Tyson Yunkaporta points this pattern out as one of the fundamental, universal patterns. If I recall correctly, Joseph Rael incorporates this pattern in his description of reality. In the context of Creative Community I recognize it as the ripple response from a stone (or a rain drop) dropping into water. As a gardener I recognize it as the growth pattern of a rhizome left alone for many years. As a would-be mycologist and faerie fancier I recognize it as the pattern of a faerie ring. Any infant would recognize this pattern, as would any navel gazer…
I have been opening my perception to new iterations of patterns I know over the past week or so, as well as to patterns I don’t know yet, or haven’t recognized. Patterns are helpful in navigating change, as the pattern can be an anchor, something that remains constant even as the circumstances change – from cast iron in concrete to spray paint on dry laid brick.
I’ve slept a lot in the past week – between 9 and 14 hours for four nights in a row – and stayed in bed a good hour after waking almost every day. I’ve not done much. It hasn’t always felt great, but it has been great. One morning I woke up at 5:00 am with so much on my mind I alternated between speaking into my digital voice recorder and nodding off again for over an hour before going back to sleep. Lots of foundational, ontological revelations.

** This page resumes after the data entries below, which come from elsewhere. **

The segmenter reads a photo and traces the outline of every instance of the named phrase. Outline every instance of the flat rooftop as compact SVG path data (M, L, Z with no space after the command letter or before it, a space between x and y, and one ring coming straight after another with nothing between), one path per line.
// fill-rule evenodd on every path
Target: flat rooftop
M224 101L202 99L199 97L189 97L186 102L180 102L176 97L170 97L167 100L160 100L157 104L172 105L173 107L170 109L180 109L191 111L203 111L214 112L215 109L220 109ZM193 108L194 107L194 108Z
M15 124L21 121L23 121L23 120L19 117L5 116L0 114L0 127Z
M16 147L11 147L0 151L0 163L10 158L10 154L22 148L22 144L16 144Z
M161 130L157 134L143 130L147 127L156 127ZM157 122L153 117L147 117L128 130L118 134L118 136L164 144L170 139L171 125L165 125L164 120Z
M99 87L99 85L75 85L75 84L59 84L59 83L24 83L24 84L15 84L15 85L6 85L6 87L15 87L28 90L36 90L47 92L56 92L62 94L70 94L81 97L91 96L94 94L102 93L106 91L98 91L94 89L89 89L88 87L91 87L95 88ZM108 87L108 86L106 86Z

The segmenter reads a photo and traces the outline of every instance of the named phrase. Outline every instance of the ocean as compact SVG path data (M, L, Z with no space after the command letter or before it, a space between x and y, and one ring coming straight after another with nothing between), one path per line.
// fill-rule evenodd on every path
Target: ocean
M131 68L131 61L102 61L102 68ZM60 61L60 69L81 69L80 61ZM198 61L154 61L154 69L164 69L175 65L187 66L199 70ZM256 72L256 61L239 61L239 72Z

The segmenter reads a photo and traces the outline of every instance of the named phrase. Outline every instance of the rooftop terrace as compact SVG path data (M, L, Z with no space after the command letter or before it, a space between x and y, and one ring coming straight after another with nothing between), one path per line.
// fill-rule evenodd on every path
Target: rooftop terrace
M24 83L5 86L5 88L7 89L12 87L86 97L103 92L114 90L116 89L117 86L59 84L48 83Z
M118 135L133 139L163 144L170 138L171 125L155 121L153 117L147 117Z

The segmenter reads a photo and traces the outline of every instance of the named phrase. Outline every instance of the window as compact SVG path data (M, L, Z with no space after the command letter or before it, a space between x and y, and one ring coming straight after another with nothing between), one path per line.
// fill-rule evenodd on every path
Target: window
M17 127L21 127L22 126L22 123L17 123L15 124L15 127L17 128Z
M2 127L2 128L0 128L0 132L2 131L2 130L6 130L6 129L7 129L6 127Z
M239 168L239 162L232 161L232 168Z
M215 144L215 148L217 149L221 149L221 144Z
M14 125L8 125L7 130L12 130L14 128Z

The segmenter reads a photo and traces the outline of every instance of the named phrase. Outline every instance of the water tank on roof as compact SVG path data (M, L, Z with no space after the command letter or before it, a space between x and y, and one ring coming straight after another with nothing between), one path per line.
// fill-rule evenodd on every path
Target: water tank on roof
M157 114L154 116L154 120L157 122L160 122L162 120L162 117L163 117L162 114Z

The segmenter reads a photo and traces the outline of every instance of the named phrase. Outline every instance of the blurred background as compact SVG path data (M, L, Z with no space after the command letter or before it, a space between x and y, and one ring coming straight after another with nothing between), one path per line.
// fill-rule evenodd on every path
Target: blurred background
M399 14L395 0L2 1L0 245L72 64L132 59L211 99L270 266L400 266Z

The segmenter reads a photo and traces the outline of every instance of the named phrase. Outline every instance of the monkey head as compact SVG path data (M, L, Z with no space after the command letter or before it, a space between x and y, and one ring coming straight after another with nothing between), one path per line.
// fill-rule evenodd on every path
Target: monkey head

Cicada’s lifecycle remains a constant metaphorical pattern I still use as a map during these times, knowing I’m in the liminal place between emerging from underground and actually taking flight. I’ve been pondering the question of what in my life and self and world constitute the ground I am leaving behind, and the exuvia I am leaving or about to be leaving behind. One of the phrases that came fully formed to me as I found myself awake with the recorder in my hand was this gravid affirmation:
Anything and everything I am clinging to pales in comparison to what I am becoming.